At the end, King includes a list of nearly a hundred novels that he considers the best that he's read in the last three or four years. "A good many of these might show you some new ways of doing your work. Even if they don't, they're apt to entertain you," he concludes.
The same might be said of "On Writing."
218 of 240 people found the following review helpful.
Get out your notebooks, sharpen your pencils...and learn.
By ConstantConsumer
Though far from the definitive writer's guideline, this book shines a unique perspective on the craft. Stephen King lays down the law and then teaches it. He shares his techniques, his pet peeves, and his own personal horrific experiences - both as child and adult - and he does it all within the cerebral classroom of the printed page. He wraps a juicy filling of personal tragedy, growth and experience within a tight covering of his famous story telling style.
As a human, I was touched by his childhood anecdotes and often laughed with him about his insecurities.

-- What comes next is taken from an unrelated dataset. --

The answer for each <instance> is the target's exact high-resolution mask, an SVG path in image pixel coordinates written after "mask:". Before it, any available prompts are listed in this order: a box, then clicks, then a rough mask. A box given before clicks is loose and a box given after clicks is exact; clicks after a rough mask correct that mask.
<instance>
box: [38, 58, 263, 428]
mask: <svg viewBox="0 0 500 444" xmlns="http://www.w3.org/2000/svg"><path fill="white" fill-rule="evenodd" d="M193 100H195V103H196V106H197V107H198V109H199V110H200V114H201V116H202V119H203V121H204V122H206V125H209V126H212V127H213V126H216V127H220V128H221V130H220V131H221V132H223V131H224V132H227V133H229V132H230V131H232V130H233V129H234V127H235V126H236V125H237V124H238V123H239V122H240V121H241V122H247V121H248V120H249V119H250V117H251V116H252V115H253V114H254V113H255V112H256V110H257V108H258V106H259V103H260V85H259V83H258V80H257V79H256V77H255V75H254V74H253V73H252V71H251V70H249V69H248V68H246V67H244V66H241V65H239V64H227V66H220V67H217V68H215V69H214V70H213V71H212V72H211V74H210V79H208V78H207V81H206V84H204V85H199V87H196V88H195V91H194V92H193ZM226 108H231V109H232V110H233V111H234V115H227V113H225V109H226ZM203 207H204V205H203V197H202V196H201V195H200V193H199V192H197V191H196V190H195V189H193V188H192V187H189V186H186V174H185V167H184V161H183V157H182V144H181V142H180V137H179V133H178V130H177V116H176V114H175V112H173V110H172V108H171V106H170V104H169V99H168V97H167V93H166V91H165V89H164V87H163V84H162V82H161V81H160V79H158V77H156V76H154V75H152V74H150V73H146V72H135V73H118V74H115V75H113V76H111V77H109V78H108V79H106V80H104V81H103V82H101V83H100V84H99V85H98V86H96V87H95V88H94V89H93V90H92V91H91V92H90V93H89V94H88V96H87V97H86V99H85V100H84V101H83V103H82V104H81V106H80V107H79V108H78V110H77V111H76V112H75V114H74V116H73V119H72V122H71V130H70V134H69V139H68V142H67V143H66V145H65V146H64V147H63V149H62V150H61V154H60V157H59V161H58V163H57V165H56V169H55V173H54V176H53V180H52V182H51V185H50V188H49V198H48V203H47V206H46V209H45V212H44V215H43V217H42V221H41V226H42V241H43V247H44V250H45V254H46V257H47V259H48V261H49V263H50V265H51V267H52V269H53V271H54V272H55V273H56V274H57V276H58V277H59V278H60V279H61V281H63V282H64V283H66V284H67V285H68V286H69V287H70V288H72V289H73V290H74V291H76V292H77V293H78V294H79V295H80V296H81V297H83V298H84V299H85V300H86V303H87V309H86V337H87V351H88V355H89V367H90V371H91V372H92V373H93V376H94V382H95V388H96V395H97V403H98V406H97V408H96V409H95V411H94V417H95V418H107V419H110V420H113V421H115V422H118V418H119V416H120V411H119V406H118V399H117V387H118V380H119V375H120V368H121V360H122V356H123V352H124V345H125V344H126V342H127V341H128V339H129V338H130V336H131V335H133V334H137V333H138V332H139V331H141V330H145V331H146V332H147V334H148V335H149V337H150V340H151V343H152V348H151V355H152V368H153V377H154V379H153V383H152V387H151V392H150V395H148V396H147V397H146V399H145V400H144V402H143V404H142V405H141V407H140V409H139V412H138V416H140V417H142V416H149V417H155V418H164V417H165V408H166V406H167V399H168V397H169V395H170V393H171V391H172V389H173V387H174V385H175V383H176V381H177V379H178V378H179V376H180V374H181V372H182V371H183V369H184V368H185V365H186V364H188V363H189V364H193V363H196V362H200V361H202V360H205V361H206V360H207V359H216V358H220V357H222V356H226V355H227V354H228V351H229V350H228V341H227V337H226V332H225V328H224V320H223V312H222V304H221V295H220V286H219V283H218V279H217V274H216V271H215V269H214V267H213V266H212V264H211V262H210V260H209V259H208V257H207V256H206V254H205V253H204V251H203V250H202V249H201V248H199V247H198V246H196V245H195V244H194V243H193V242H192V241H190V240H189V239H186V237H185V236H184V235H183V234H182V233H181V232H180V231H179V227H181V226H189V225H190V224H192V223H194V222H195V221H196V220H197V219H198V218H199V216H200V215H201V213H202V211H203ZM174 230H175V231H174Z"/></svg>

I am still in awe at what he has recently had to overcome physically. I mean, damn.
As a writer, I am grateful for a brief glimpse into his vocational world. I gained confidence from learning about things I have been doing right and have changed many bad habits (may the adverb rest in peace). I've read several tomes on the subject and believe his reigns as the most complete.
I've been a fan of King's since the seventh grade when I was given The Dead Zone and Cujo as an Easter present. A year later I had read every book he'd published (with the exception of the dreaded Limited Editions of which I could opine negatively for hours - suffice it to say that writing should be for everyone to read, not just the rich). I've read or listened to all his books since. I can honestly say, that this is my favorite.
Sometimes the coldest hands to wrap around your neck are the true ones.
The only bad thing I can say about this book is that it's too short, something one rarely has the opportunity to state regarding the beloved author.
A huge thank you to Mr. King for a brief indulgence into the life of a genius.